La « muette supplication » des choses

Cependant le mutisme des choses comporte un autre versant : il est aussi, considéré de leur propre point de vue – si l’on peut dire – , en tout cas du point de vue que leur prête Ponge, une forme de dénuement, un manque douloureux. Lorsque Ponge évoque ce mutisme c’est souvent pour en faire un motif de compassion : les choses seraient privées de la parole ; elles subiraient leur aphasie comme une condamnation. « A peu près tous les êtres à rangs profonds qui nous entourent sont condamnés au silence » écrit Ponge au début de « Ad litem » (PR., I, 199). Parmi ces êtres, il en est qui subissent même une double condamnation car « la moitié au moins enchaînée au sol par des racines est privée même de gestes, et ne peut attirer l’attention que par des poses, lentement, avec peine, et une fois pour toutes contractées » (ibid., 199). Même motif dans « Faune et flore », quelques années plus tard, avec cette notation à propos des végétaux : « Leurs poses, ou « tableaux-vivants » : muettes instances, supplications » (PPC, I, 45). Laquelle notation ne faisait que reprendre à son tour celles que l’on trouvait dès 1927 dans « Façons du regard » :

‘Il est une occupation à chaque instant en réserve à l’homme : c’est le regard-de-telle-sorte-qu’on-le-parle (…). Il [l’homme] reconnaîtra aussitôt l’importance de chaque chose, et la muette supplication, les muettes instances qu’elles font qu’on les parle (PPC, I, 173).’
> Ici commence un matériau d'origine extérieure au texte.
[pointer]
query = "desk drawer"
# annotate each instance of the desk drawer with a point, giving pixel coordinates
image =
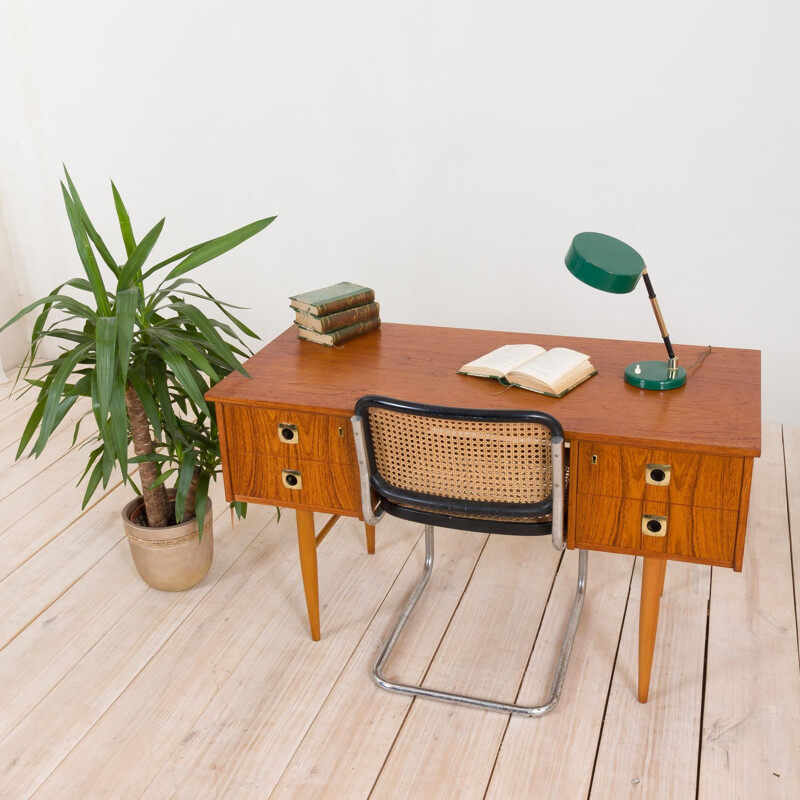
(290, 435)
(690, 533)
(666, 476)
(321, 485)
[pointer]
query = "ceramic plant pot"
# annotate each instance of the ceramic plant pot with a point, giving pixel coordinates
(171, 558)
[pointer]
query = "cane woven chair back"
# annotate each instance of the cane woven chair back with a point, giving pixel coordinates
(472, 464)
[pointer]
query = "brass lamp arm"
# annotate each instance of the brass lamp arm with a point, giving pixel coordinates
(662, 326)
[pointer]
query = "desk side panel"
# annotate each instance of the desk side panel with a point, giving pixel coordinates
(223, 450)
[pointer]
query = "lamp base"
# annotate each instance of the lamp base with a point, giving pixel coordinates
(654, 375)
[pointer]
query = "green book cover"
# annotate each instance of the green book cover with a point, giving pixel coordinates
(336, 338)
(332, 298)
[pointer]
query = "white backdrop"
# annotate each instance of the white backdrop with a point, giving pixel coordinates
(442, 152)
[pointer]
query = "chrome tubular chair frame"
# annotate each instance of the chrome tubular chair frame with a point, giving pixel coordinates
(555, 506)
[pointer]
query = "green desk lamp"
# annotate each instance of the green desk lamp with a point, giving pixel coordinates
(611, 265)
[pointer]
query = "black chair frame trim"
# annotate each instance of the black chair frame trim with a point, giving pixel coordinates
(554, 505)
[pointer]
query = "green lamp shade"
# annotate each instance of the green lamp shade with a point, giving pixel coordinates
(604, 262)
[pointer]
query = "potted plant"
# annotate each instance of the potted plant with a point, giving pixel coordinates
(143, 350)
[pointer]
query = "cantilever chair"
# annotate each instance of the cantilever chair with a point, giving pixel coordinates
(474, 470)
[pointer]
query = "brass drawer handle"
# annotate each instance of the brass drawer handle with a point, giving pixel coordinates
(654, 526)
(658, 474)
(291, 479)
(287, 433)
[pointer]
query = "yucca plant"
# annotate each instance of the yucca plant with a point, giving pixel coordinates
(137, 345)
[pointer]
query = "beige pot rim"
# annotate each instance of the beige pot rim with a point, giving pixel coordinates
(165, 536)
(172, 558)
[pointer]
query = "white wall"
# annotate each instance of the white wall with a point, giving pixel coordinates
(442, 152)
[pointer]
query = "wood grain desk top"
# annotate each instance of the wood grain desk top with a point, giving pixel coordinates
(717, 411)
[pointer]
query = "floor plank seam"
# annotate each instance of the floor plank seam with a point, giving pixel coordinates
(133, 679)
(58, 533)
(703, 685)
(54, 465)
(525, 671)
(62, 593)
(347, 662)
(611, 681)
(791, 548)
(414, 699)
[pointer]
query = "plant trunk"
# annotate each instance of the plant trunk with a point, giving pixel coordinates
(156, 503)
(191, 495)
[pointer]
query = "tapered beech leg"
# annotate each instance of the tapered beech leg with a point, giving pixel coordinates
(652, 576)
(370, 538)
(308, 567)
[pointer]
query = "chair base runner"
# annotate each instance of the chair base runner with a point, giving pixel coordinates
(492, 705)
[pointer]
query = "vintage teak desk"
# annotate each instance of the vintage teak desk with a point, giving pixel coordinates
(663, 475)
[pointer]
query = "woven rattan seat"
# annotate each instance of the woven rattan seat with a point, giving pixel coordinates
(473, 470)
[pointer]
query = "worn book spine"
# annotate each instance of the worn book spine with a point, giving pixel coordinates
(341, 319)
(342, 335)
(341, 303)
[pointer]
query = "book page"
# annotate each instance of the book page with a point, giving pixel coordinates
(504, 359)
(551, 366)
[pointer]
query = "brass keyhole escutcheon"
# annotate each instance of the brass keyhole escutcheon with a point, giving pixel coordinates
(654, 526)
(292, 479)
(658, 474)
(288, 433)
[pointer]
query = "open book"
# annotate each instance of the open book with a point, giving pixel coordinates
(553, 372)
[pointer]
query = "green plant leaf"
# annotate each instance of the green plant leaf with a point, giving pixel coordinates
(159, 375)
(216, 247)
(185, 473)
(127, 302)
(186, 347)
(106, 343)
(131, 272)
(89, 228)
(108, 465)
(163, 477)
(86, 255)
(124, 222)
(68, 363)
(32, 424)
(49, 300)
(119, 425)
(206, 327)
(222, 307)
(183, 376)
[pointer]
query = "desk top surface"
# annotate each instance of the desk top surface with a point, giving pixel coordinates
(718, 410)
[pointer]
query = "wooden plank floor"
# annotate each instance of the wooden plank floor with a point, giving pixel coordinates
(109, 689)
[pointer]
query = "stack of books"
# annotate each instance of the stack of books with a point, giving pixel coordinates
(334, 314)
Douleur, donc, des choses muettes, et profond désir de leur part qu’on les fasse accéder à l’expression en leur prêtant une voix… L’anthropomorphisme du discours est ici si manifeste qu’il suffirait à établir – s’il en était encore besoin – que le parti pris des choses se teinte souvent chez Ponge d’une radicale subjectivité. C’est de son propre dénuement que s’émeut Ponge, et de cette aphasie dont il a pendant des années senti le risque tout proche. L’identification au malheur des choses sous-tend le parti pris en leur faveur.Comment ne pas rapprocher la description que Ponge faisait de lui-même, en 1925, en plein drame de l’expression, comme « acteur maniaque de signaux que personne ne remarque » (PR, I, 183, je souligne) et l’évocation, dix ans plus tard, de la détresse des végétaux qui « n’ont à leur disposition pour attirer l’attention sur eux que leurs poses, que des lignes, et parfois un signal exceptionnel (…) qu’on appelle leurs fleurs » ? ( PR, I, 43, je souligne). On ne s’étonnera pas de voir Ponge élire les végétaux comme objets privilégiés d’identification, puisque dès 1926 avec « Le Jeune Arbre » il avait fait du motif de l’arbre, on l’a vu, un vecteur identificatoire promis à une longue série de développements.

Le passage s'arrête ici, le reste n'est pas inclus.